# Derelict House - near Fortrose, Scotland



## communist daughter (Apr 20, 2008)

We spotted this place on the way back from an unsuccessful trip to try and explore the house of the last man to die in a duel in england. 







The whole place was littered with leaflets on how to deal with having tapeworms, cross-species tapeworms and sheep tapeworms. I really didn't want to touch anything....






the kitchenette!






the bedroom, complete with bisto....
















and finally the car out back...


----------



## maden_2 (Apr 20, 2008)

Is that an old army jeep out back?

Dont think i would have touched anything either, looks well manky in there!


----------



## lost (Apr 20, 2008)

Series 1 Land Rover I reckon.
Get any pictures of the tapeworm leaflets?


----------



## Neosea (Apr 20, 2008)

maden_2 said:


> Is that an old army jeep out back?
> 
> Dont think i would have touched anything either, looks well manky in there!





lost said:


> Series 1 Land Rover I reckon.
> Get any pictures of the tapeworm leaflets?
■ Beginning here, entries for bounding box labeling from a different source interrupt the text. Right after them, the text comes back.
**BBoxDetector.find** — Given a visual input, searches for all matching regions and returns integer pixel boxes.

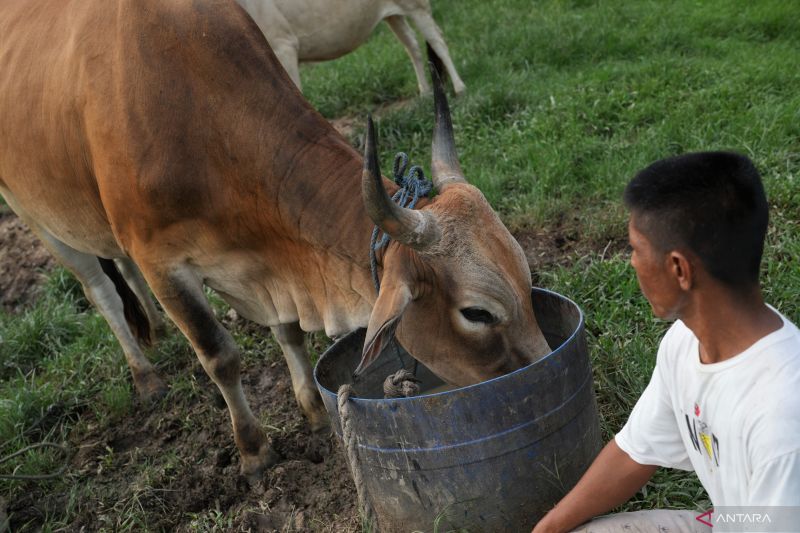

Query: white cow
[237,0,466,94]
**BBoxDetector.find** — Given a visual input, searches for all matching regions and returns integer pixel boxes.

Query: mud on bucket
[314,289,601,533]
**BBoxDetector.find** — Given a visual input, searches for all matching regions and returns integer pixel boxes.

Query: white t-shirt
[615,311,800,507]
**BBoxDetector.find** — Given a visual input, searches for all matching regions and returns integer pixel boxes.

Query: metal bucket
[314,289,601,533]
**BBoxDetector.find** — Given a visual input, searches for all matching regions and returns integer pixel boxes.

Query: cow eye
[461,307,497,324]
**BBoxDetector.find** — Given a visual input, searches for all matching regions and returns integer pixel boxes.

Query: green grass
[0,0,800,530]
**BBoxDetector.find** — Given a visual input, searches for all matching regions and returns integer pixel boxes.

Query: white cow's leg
[410,11,467,94]
[114,258,166,337]
[270,41,303,91]
[272,322,329,431]
[386,15,431,94]
[140,263,277,480]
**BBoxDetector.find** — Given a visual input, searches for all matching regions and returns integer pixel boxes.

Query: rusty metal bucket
[314,289,601,533]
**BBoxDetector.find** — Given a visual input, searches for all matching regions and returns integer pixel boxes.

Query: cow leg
[410,11,467,94]
[2,219,167,401]
[140,263,277,481]
[114,257,167,337]
[386,15,431,94]
[272,322,330,431]
[270,39,303,91]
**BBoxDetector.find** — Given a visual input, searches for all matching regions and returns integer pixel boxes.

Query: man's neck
[680,286,783,364]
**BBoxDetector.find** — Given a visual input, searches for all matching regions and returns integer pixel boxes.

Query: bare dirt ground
[0,205,55,311]
[0,197,624,532]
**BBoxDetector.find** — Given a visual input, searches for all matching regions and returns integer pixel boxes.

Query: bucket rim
[314,287,586,405]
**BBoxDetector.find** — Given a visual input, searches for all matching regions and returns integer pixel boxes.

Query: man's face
[628,215,685,320]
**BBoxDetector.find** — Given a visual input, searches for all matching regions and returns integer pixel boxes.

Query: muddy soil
[8,312,360,532]
[0,205,55,312]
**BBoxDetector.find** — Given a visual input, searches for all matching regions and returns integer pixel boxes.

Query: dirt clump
[0,206,56,313]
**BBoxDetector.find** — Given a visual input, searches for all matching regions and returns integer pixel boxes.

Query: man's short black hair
[624,152,769,286]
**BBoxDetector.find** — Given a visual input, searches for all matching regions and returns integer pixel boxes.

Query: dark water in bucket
[314,289,601,532]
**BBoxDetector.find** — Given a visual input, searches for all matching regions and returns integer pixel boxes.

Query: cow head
[356,50,550,385]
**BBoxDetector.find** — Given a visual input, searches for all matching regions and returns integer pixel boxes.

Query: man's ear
[354,282,412,376]
[669,250,695,291]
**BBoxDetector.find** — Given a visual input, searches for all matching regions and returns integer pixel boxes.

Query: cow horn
[428,44,467,191]
[361,116,440,250]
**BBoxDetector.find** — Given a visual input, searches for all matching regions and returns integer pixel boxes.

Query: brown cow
[0,0,548,474]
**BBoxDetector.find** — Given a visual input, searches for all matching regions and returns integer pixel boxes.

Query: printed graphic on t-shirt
[684,404,719,472]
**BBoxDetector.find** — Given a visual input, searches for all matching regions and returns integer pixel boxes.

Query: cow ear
[354,282,411,376]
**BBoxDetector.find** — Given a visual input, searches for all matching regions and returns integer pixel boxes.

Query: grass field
[0,0,800,530]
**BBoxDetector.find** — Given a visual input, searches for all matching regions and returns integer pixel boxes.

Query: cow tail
[97,257,153,347]
[425,41,450,87]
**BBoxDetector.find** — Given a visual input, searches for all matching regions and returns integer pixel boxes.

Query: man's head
[624,152,768,318]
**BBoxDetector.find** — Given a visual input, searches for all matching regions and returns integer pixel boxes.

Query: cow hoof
[133,371,169,403]
[240,444,280,487]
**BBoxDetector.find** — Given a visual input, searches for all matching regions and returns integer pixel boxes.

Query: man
[533,152,800,533]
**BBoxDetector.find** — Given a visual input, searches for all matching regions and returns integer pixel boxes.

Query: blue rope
[369,152,433,292]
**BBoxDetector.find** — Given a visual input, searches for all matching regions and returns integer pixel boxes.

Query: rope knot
[383,368,420,398]
[369,152,433,292]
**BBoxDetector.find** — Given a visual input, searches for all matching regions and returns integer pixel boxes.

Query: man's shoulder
[657,320,697,365]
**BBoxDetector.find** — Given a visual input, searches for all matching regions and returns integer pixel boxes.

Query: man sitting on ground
[533,152,800,533]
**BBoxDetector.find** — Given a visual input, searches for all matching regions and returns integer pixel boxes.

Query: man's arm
[533,439,658,533]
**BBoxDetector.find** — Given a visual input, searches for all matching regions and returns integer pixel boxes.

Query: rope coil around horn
[369,152,433,292]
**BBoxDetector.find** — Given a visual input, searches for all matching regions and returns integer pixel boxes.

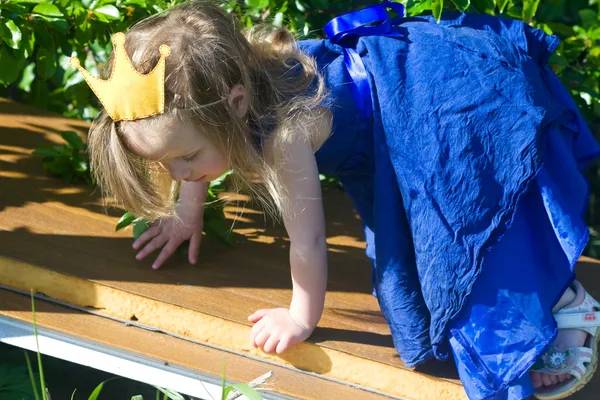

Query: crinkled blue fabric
[299,14,600,400]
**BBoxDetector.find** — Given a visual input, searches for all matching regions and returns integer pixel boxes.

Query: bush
[0,0,600,257]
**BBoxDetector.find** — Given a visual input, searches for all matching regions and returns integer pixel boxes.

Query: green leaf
[60,131,85,150]
[32,3,64,17]
[123,0,147,8]
[496,0,510,13]
[452,0,471,11]
[546,22,575,37]
[48,18,69,35]
[431,0,444,22]
[154,386,185,400]
[471,0,496,15]
[133,219,151,239]
[406,0,431,16]
[0,45,25,86]
[88,381,106,400]
[231,383,263,400]
[245,0,269,9]
[115,211,136,232]
[35,47,56,79]
[19,63,35,93]
[221,386,233,400]
[578,8,598,28]
[0,20,23,49]
[94,4,121,19]
[21,29,35,58]
[208,170,233,190]
[31,147,60,157]
[522,0,540,22]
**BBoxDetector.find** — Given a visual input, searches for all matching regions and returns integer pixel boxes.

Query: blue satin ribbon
[325,2,404,119]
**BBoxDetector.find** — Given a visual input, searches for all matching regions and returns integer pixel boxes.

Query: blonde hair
[88,1,326,220]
Yep its a Landrover. A Willis Jeep would be LHD


----------



## Foxylady (Apr 21, 2008)

What a gorgeous old house. Not too keen on the trashed interior (apart from the fireplace!  ), but the building itself is great. Nice photos.


----------



## madmare (Apr 21, 2008)

Loving the fireplace- although not so sure about the toilet


----------



## wolfism (Apr 21, 2008)

Nice one – the fishscale slates and panelled windows on the porch are very "cute"! The interior looks a bit wasted, but not as much as the Land Rover – which looks like a Series 1, as Lost says. Probably still an old 2.0 petrol engine under the bonnet.


----------



## Bryag (May 1, 2008)

This is a most unusual find. Property prices on the Black Isle and in particular Fortrose are at a premium. It is strange that this house has not been renovated. It would fetch a tidy sum at the moment!


----------



## zimbob (May 1, 2008)

I know this place - there's a load of elderly landys and a couple of Army trucks rotting away at the back of place, as it borders a garage premises.

Looks well skanky inside though...


----------



## Mr Sam (May 3, 2008)

poor old land rover


----------



## escortmad79 (Sep 15, 2008)

Wow, nice looking house (On the outside anyway!)


----------